Topics List Topic: High Risk Pools
(2007) Topic: Losses on CHAMPUS/TRICARE
(May 2012) Topic: Medicaid Losses
(December 2009) Topic: Medicaid Revenues Greater than Expenses
(April 2011; November 2015) Topic: Medicare Losses
(2007) Topic: Medicare Revenues
(June 2012) Topic: Provider Taxes
(April 2009) Topic: Sales Tax
(2007) Topic: Uncompensated Care Pools
Please Take Note: The information provided above does not constitute legal or tax advice. The material is provided for informational/educational purposes only. Please consult with counsel regarding your organization's particular circumstances.
Topic: High-Risk Pools
Question: We pay taxes into a state pool for persons who are unable to obtain medical insurance coverage due to pre-existing health conditions (e.g., heart disease, cancer, diabetes). People pay premiums (capped at 135 percent of the standard medical premium in the state) but there is a shortfall because medical spending by policy holders exceeds premiums paid (premiums typically cover about one-half of medical spending). Insurers in the State are assessed (annually) an amount to cover the shortfall. Our insurance company contributes approximately $900,000/annually. Approximately 1,700 persons are served. Is this a community benefit?
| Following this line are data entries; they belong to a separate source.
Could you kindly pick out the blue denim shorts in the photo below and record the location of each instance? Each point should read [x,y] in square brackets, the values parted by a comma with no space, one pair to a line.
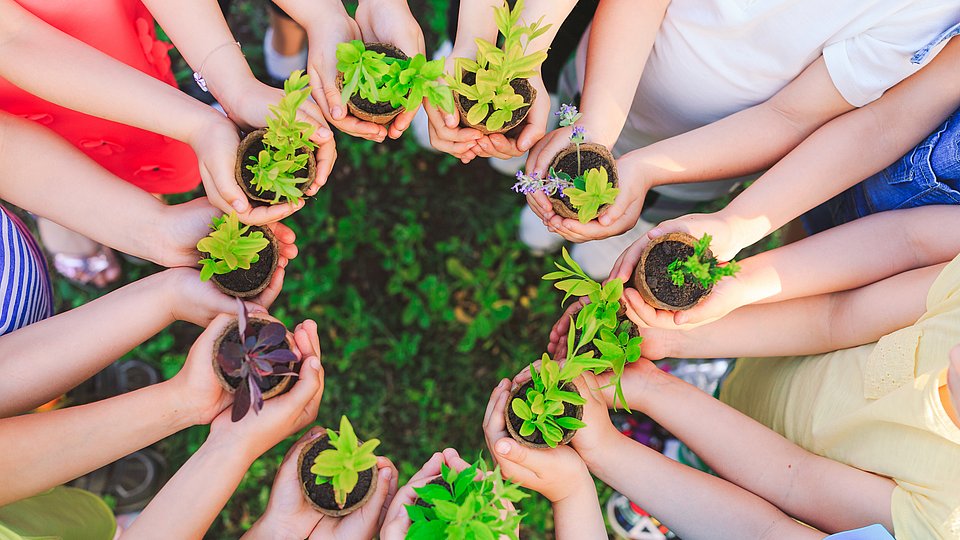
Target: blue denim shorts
[928,174]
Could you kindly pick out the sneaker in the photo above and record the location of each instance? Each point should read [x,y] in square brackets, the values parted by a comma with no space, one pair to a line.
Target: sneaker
[280,66]
[535,235]
[597,257]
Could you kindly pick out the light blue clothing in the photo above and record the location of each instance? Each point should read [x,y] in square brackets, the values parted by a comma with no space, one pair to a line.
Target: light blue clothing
[873,532]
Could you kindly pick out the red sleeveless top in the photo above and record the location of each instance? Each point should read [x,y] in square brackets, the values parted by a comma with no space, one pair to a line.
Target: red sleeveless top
[124,30]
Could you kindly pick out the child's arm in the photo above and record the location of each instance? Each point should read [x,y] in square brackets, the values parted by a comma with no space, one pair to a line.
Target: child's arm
[558,474]
[88,436]
[816,490]
[45,359]
[189,502]
[692,503]
[621,38]
[839,259]
[740,144]
[72,74]
[836,157]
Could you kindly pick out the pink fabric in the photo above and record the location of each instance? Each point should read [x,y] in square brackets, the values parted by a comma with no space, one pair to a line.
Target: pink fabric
[124,30]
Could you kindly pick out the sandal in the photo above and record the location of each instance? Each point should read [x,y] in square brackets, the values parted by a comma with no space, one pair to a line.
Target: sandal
[99,270]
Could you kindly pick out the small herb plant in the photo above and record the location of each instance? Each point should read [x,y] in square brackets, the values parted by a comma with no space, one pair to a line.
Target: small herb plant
[468,507]
[597,323]
[285,144]
[587,191]
[699,266]
[377,78]
[229,246]
[256,356]
[341,465]
[541,409]
[495,67]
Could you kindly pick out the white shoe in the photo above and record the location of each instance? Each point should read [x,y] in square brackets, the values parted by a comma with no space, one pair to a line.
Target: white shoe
[280,66]
[535,235]
[597,257]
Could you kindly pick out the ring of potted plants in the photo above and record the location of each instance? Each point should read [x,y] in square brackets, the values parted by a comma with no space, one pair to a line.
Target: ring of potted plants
[582,180]
[471,503]
[492,93]
[253,360]
[378,81]
[338,472]
[241,260]
[273,163]
[677,271]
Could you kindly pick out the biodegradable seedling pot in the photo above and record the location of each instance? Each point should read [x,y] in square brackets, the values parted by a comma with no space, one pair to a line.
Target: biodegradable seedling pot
[520,86]
[321,497]
[270,386]
[592,156]
[381,112]
[251,282]
[653,282]
[250,146]
[536,439]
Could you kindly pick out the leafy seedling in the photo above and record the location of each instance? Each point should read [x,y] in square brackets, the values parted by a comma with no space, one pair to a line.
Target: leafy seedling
[342,464]
[701,267]
[229,246]
[256,356]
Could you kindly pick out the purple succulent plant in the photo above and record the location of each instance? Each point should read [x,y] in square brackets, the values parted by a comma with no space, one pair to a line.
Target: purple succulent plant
[258,355]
Recommendation: Taxes paid by health care organizations into a pool can be included as community benefit if you can document that the patients (members) that benefit from the pool receive improved access to care. If these consumers would have difficulty accessing coverage (especially if they would have qualified for charity care as medically or financially indigent patients) but for the payments to the pool, then the case can be made that these dollars are community benefit.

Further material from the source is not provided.